If you prefer to listen, here’s the podcast version of this post on iTunes and Soundcloud:

So why would we choose to be more “in our bodies” and experience all the day-to-day pain? Is there any real benefit? What if you like your ego? Why would you want to be bored, vulnerable, reflective, or live without the numbing agents? Here’s the thing about experiences– when you feel them, you grow as a result of them. They change you and give you more capacities, moving forward. Pain and stress and conflict is how we grow. It is quite literally – the way we widen our scope as humans. To stay distracted throughout life makes you more shallow, like selective feeling or partial color blindness. And the lack of investment in how you feel means a lack of feedback about your own understanding of the world – and that understanding is vital to knowing who you are.  It’s like taking a walk somewhere and seeing it vs. deciding you don’t want to stray from your front yard. The former gives you new understanding of a part of the world you didn’t know existed before and your map gets wider. The next time, you will not only know where you’re going, you’ll be confident about it and can explore a bit further. Every time you go through a real experience with your mind squarely inside your body, you get stronger, happier, deeper. You can understand more about yourself and the world. You evolve in all directions. I mean you get smarter, more compassionate, and super powered! Like an enhanced version of you.

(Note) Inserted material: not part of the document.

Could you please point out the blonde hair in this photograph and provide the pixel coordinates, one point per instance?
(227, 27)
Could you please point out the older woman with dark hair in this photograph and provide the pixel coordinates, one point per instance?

In contrast, when you avoid pain or try to resist and control your exposure to it, the hurt gets worse. When you hide from discomfort and try to ignore and numb it, it festers and grows more powerful in our fear of it– and over time, the sensitivity to it becomes a false truth that retards your growth and evolution overall. It’s the not-looking-at-it that makes that spot softer and that muscle never develops. And just like a muscle, areas of our self can also weaken without use – it creates a habit in that it catalyzes more of the same style of coping. Like becoming more and more fragile or less and less, you. And in the act of resisting, we create more pain – this is truly where the majority of the pain comes from. The fear and the lack of control. When we remove the internal dialogue around something, it’s not nearly as bad in our experience. Kind of like the the moment right before you get your ears pieced: the anticipation is the hard part, then afterwards you’re like, whatevs.

And this is not to say all pain is in this bucket. I know that some pain is too overwhelming and it feels life-threatening: when you feel so fragile that anything could shatter you or so in agony that you’d rather be in severe physical pain. It’s like sitting in a fire. In these situations, sometimes assistance like medication or therapy is necessary. And it’s not a copout – it’s you knowing yourself and trusting yourself enough to take the right steps. If that sounds like you, don’t second guess your mental health and definitely see a doctor.  Regardless of whether or not you require help to manage pain, know that everything passes. And though it feels really terrible, it doesn’t kill you. You move through it. And then the next time, it hurts the tiniest bit less and you’re a little bit more experienced in handling it. And the next time, a little less than that. Whether or not you can see it with your own eyes, you are always changing and growing. It takes great distance to have enough perspective on your life, so trust that change is inevitable when you move through difficult times.

Even if you’re a self-aware person, you cannot see much of what is going on inside yourself – including what truly motivates your decisions. That is because your survival mechanisms are so deeply engrained, you won’t be able to identify when fear is the underlying motivator. However – you can take apart your habits by examining your behavior and this is how you ultimately change. Once you step outside the inner sphere of emotions, you can take a highlighter to your behaviors and begin to understand how they work. It is like a manual workaround that you can apply that allows you to consciously decide what guides your life’s path. It starts when you realize you have a choice to make, at all.